Tom Clancy's op-center_ acts of war - Tom Clancy [135]
"I've heard nothing," said the guard.
Mahmoud looked toward the palace. It had been over five minutes since the explosion. If the President had been hurt, his personal physician would have been sent for. He would have been here by now. Something was wrong.
Waving his pistol for his men to follow, Mahmoud jogged quickly toward the palace entrance.
* * *
FORTY-SIX
Tuesday, 7:07 a.m.,
Washington, D.C.
Martha Mackall awoke with a start as her pager beeped. She looked at the number. It was Curt Hardaway.
Martha had spent the night at Op-Center, napping in the spartan employee lounge. It had taken her until three a.m. to fall asleep. Martha admitted it herself: When something annoyed her, she was like a dog with a bone. And having to turn Op-Center over to Paul Hood's evening counterpart, Curt Hardaway, annoyed her. Events overseas were just too delicate to leave to his ham-fisted ways. When he'd come on duty, Martha had gone so far as to consult Lowell Coffey's deputy assistant, Aideen Marley, about who had decision-making authority if something happened during the night. Whenever Paul Hood remained at his desk after his shift was over, he still outranked the night crew. But according to the charter, an acting director did not. Until 7:30 a.m., Op-Center belonged to Hardaway.

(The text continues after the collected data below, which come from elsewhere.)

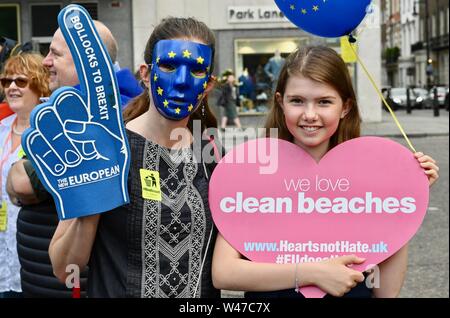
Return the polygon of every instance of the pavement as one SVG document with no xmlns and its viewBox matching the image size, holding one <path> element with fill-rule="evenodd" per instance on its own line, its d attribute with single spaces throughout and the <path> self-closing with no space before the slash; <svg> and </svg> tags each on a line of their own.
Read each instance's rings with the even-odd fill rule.
<svg viewBox="0 0 450 318">
<path fill-rule="evenodd" d="M 440 116 L 434 117 L 432 109 L 396 111 L 395 115 L 407 136 L 436 137 L 449 135 L 449 112 L 440 110 Z M 391 114 L 383 111 L 382 121 L 362 123 L 361 134 L 365 136 L 403 137 Z"/>
<path fill-rule="evenodd" d="M 403 139 L 393 138 L 404 144 Z M 439 165 L 428 210 L 408 247 L 408 271 L 400 298 L 449 297 L 449 137 L 411 138 L 414 147 Z"/>
<path fill-rule="evenodd" d="M 408 136 L 435 137 L 449 135 L 449 112 L 440 109 L 440 116 L 434 117 L 432 109 L 413 110 L 407 114 L 398 110 L 395 115 Z M 244 128 L 264 127 L 265 115 L 244 113 L 239 116 Z M 383 111 L 381 122 L 363 122 L 363 136 L 403 137 L 391 114 Z"/>
<path fill-rule="evenodd" d="M 409 139 L 449 136 L 449 112 L 440 110 L 435 117 L 432 109 L 413 110 L 407 114 L 405 110 L 395 112 L 398 122 Z M 239 115 L 243 130 L 228 126 L 225 134 L 221 134 L 222 146 L 229 151 L 238 144 L 264 134 L 266 115 L 263 113 L 244 113 Z M 259 130 L 261 129 L 261 131 Z M 383 111 L 380 122 L 362 122 L 362 136 L 379 136 L 404 139 L 399 127 L 390 113 Z M 411 140 L 410 140 L 411 141 Z M 414 146 L 414 142 L 411 141 Z"/>
</svg>

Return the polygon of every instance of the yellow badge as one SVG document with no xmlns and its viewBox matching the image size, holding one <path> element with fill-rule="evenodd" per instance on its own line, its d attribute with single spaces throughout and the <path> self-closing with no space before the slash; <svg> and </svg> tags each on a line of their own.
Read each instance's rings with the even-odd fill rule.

Martha hoped that nothing had happened. Hardaway was a cousin and protégé of CIA Director Larry Rachlin, and his appointment had been a necessary expedience. In order to keep Op-Center free of CIA influence, the President had wanted an outsider to run it. However, to appease the intelligence community, he was pressured to put in a veteran as Hood's backup. Though the Oklahoma-born Hardaway was an affable man with the intelligence skills necessary for the job, Martha found him to be uninspired and uninspiring. He also had a talent for speaking before thinking things through. Fortunately for Op-Center, the powerful Hood-Rodgers-Herbert triumvirate set very rigid policies during the day, and Hardaway had never been able to muck things up too badly.
Martha picked up the phone on the end table beside the couch. She called Hardaway. He picked up immediately.
"You'd better get on over," he said. "This mess is going to bleed into your shift."
"I'm coming," she said, and hung up. Hardaway was as tactful as ever.
The employee lounge was located near the Tank, a windowless conference room which sat within an electronic web. There wasn't a spy device on Earth that could hear what was discussed inside it. Turning left from the lounge and walking down the curving wall would have brought her past the Tank to the offices of Bob Herbert, Mike Rodgers, and Paul Hood in turn. Martha turned right. Walking briskly, she passed her own office, followed by the office of FBI and Interpol liaison Darrell McCaskey, Matt Stoll's computer area--"the orchestration pit," he called it--and the legal and environmental sections where Lowell Coffey and Phil Katzen worked. The psychological and medical divisions came next, followed by the radio room, the small Striker office for Brett August, and Ann Farris's two-person press department.
As hurried along, Bob Herbert came wheeling up behind her. "Did Curt tell you what's been going on?"
"No," she said. "Only that there's a mess and it's going to hemorrhage all over my desk."
"A little raw but true," Herbert said. "All hell's broken out in Damascus. I got a call from Warner. They had a suicide bomber at the Azem Palace. He killed the President's double."
"That cobbler?"
Herbert nodded.
"Then the President probably isn't even in Damascus," Martha said. "What about Ambassador Haveles?"
"He was at the palace," Herbert said. "He's shaken but unhurt. Now the palace is under siege. Unfortunately, Warner is still in the room where the bomb went off and can't tell us much. I switched him over to Curt. We're keeping that line open."
"And Paul" Martha asked.
"He left the room to look for the DSA guys who came with them."